In vitro mammalian cell gene mutation test, OECD 476, negative

An in vitro Mammalian Cell Gene Mutation Assay according to OECD Guideline 476 and GLP was performed with Ethyl Linoleate (CAS# 544-35-4-13-3) in mouse lymphoma L5178Y cells (Verspeek-Rip, 2010). The cells were treated for 3 and 24 hours with 5% (v/v) and without S9-mix and with 10% (v/v) and without S9-mix, respectively. The test substance was tested up to 300μg/mL dissolved in DMSO. Precipitation was seen at 100µg/mL and higher. At this concentration cytotoxicity occurred in the presence and absence of metabolic activation. Cyclophosphamide and Methylmethanesulfonate were used as positive controls with and without S9 mix, respectively. Positive and negative controls were valid and in range of historical control data. No significant increase in mutation frequency occurred in any of the test conditions, indicating that Ethyl Linoleate is not mutagenic in the mammalian cells in vitro.

Conclusion:

One study assessing the potential genetic toxicity using analogue based read-across from structural related substance 9,12-Octadecadienoic acid (Z,Z)-,Ethyl Ester (CAS 544-35-4) in bacteria (Ames test) is available. In vitro chromosomal aberration test and an in vitro mammalian cell gene mutation assay were also performed with ethyl linoleate (CAS 544-35-4). The results of all the tests were negative. The available data on genetic toxicity in vitro indicates that the structural related substance do not have genetic toxicity potential.
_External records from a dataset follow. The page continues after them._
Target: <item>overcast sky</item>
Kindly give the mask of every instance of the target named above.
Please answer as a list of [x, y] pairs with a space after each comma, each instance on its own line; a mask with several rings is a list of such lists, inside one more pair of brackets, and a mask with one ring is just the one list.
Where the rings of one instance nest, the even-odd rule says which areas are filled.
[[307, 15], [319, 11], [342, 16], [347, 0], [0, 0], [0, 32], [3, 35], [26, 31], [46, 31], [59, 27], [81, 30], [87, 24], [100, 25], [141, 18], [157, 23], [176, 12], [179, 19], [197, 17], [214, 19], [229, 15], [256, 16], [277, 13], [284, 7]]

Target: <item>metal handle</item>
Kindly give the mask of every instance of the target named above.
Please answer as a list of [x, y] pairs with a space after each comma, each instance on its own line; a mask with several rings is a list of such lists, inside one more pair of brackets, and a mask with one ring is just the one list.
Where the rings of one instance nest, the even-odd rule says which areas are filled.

Justification for selection of genetic toxicity endpoint
Hazard assessment is conducted by means of read-across based on an analogue approach. No study was selected since all available in vitro and in vivo genetic toxicity studies were negative. All available studies are adequate and reliable based on the identified similarities in structure and intrinsic properties between source and target substance and overall quality assessment (refer to the endpoint discussion for further details).
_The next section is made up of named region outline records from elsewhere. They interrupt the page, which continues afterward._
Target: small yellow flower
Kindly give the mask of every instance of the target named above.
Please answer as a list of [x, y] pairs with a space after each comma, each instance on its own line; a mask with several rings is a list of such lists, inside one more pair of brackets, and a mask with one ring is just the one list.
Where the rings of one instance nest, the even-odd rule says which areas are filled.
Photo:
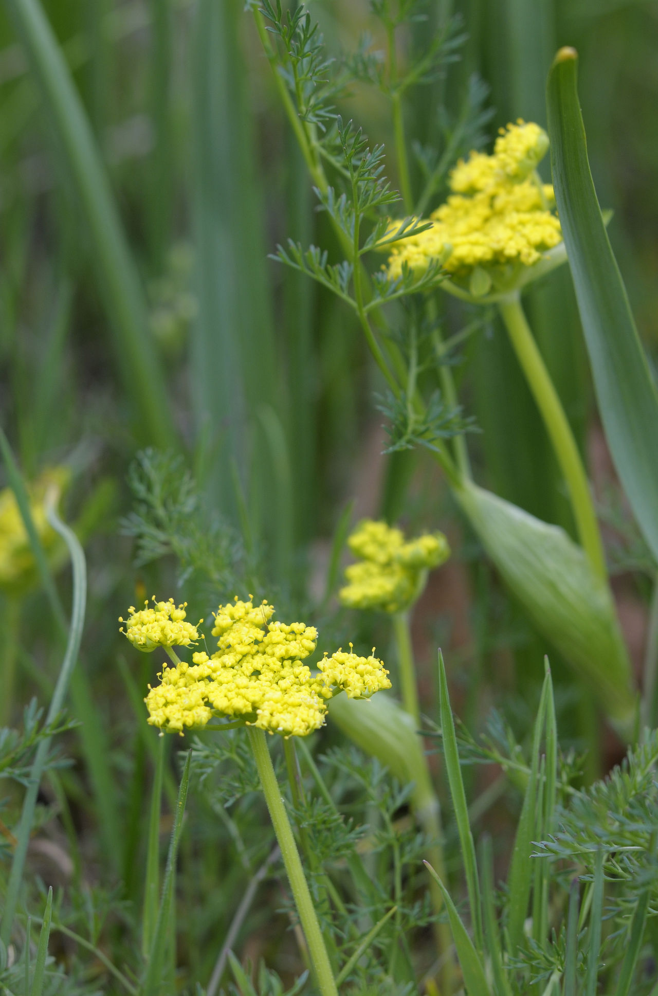
[[[52, 487], [60, 493], [67, 485], [69, 476], [66, 467], [53, 467], [45, 470], [29, 488], [32, 521], [48, 554], [55, 548], [58, 536], [46, 518], [46, 494]], [[51, 567], [59, 567], [50, 559]], [[11, 488], [4, 488], [0, 491], [0, 588], [14, 596], [37, 577], [30, 539], [14, 492]]]
[[152, 609], [148, 608], [148, 602], [138, 611], [130, 606], [127, 620], [118, 619], [119, 622], [125, 622], [125, 629], [121, 627], [120, 631], [125, 632], [137, 650], [150, 653], [156, 646], [189, 646], [199, 638], [196, 626], [184, 622], [186, 602], [176, 606], [173, 599], [156, 602], [154, 596], [152, 602]]
[[427, 572], [450, 556], [443, 533], [426, 533], [405, 543], [399, 529], [371, 519], [359, 523], [347, 544], [360, 558], [345, 569], [347, 585], [338, 593], [350, 609], [402, 612], [419, 597]]
[[[151, 649], [158, 642], [170, 645], [162, 640], [169, 638], [170, 617], [181, 610], [170, 601], [133, 614], [125, 635], [131, 642], [136, 638], [139, 649], [146, 648], [141, 639], [151, 643]], [[146, 614], [150, 614], [147, 619], [136, 619]], [[182, 733], [222, 716], [242, 719], [269, 733], [306, 736], [323, 725], [327, 699], [338, 691], [366, 698], [379, 688], [390, 687], [381, 661], [374, 655], [357, 656], [351, 645], [349, 653], [326, 654], [319, 664], [320, 673], [314, 674], [304, 661], [316, 649], [318, 630], [305, 622], [270, 622], [273, 615], [274, 608], [267, 602], [254, 606], [251, 599], [236, 598], [233, 604], [220, 606], [212, 629], [219, 637], [217, 650], [210, 656], [205, 650], [196, 651], [191, 665], [180, 661], [163, 670], [160, 684], [149, 686], [145, 698], [148, 722]], [[175, 622], [189, 625], [181, 619]]]
[[548, 147], [539, 124], [520, 121], [501, 128], [492, 155], [460, 159], [450, 174], [453, 192], [430, 216], [432, 227], [394, 244], [389, 276], [399, 278], [404, 266], [420, 274], [439, 259], [453, 283], [475, 298], [492, 284], [502, 292], [517, 286], [524, 269], [562, 239], [552, 187], [535, 172]]

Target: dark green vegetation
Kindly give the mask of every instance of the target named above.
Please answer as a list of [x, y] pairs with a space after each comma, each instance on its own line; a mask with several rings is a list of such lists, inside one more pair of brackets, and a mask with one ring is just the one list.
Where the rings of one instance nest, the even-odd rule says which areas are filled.
[[[116, 619], [172, 595], [209, 631], [254, 593], [376, 643], [397, 693], [390, 621], [335, 599], [369, 515], [454, 552], [413, 629], [444, 868], [390, 699], [273, 738], [339, 991], [653, 993], [658, 8], [248, 6], [2, 7], [0, 991], [317, 991], [245, 731], [158, 740], [162, 660]], [[566, 44], [586, 149], [570, 53], [547, 116]], [[519, 117], [551, 138], [573, 281], [523, 301], [599, 571], [499, 303], [370, 251]]]

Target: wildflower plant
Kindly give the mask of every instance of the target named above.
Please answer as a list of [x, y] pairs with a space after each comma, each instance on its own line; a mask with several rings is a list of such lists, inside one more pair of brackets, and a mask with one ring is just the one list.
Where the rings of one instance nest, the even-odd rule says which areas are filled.
[[[194, 652], [191, 665], [173, 649], [199, 638], [197, 627], [185, 621], [184, 604], [153, 598], [152, 609], [148, 604], [139, 612], [131, 607], [121, 631], [139, 650], [150, 652], [162, 646], [174, 665], [163, 671], [159, 685], [149, 687], [144, 700], [148, 722], [161, 730], [160, 735], [247, 727], [320, 990], [337, 994], [265, 732], [285, 738], [308, 736], [325, 722], [327, 700], [334, 694], [344, 691], [349, 698], [368, 698], [389, 688], [390, 681], [374, 651], [360, 657], [352, 652], [351, 644], [347, 652], [339, 649], [330, 657], [326, 653], [314, 675], [304, 661], [316, 649], [318, 630], [304, 622], [271, 622], [274, 611], [266, 601], [254, 606], [251, 598], [243, 602], [237, 596], [232, 604], [220, 606], [212, 628], [218, 649], [210, 656]], [[213, 718], [226, 721], [211, 725]]]

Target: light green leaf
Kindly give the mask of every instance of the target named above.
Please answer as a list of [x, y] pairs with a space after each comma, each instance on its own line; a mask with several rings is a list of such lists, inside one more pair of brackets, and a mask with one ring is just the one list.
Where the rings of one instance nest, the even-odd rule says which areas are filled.
[[459, 963], [462, 966], [462, 974], [464, 976], [464, 984], [466, 986], [468, 996], [491, 996], [491, 989], [489, 988], [489, 983], [487, 982], [487, 976], [485, 975], [485, 970], [482, 962], [480, 961], [480, 956], [475, 949], [473, 941], [468, 935], [466, 927], [462, 923], [461, 917], [455, 908], [455, 903], [452, 901], [448, 889], [445, 887], [432, 866], [427, 862], [425, 862], [425, 866], [429, 873], [438, 883], [438, 886], [443, 894], [443, 901], [445, 902], [446, 909], [448, 910], [450, 929], [452, 930], [452, 936], [455, 941], [457, 957], [459, 958]]
[[576, 78], [576, 52], [560, 49], [548, 87], [555, 200], [610, 453], [658, 558], [658, 391], [596, 199]]
[[630, 736], [635, 693], [607, 586], [557, 526], [465, 481], [456, 496], [513, 594], [540, 632], [591, 682], [622, 736]]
Short description of key information:
Negative results in several Salmonella typhimurium strains , with and without metabolic activation (OECD 471, GLP, analogue approach).
Negative results in mammalian chromosomal aberration test (OECD 473, GLP, analogue approach).
Negative results in mammalian cell gene mutation tests (OECD 476, GLP, analogue approach).

Endpoint Conclusion: No adverse effect observed (negative)

Justification for classification or non-classification

Based on read-across from structurally similar substances, the available data on genetic toxicity do not meet the classification criteria according to Regulation (EC) 1272/2008 or Directive 67/548/EEC, and are therefore conclusive but not sufficient for classification.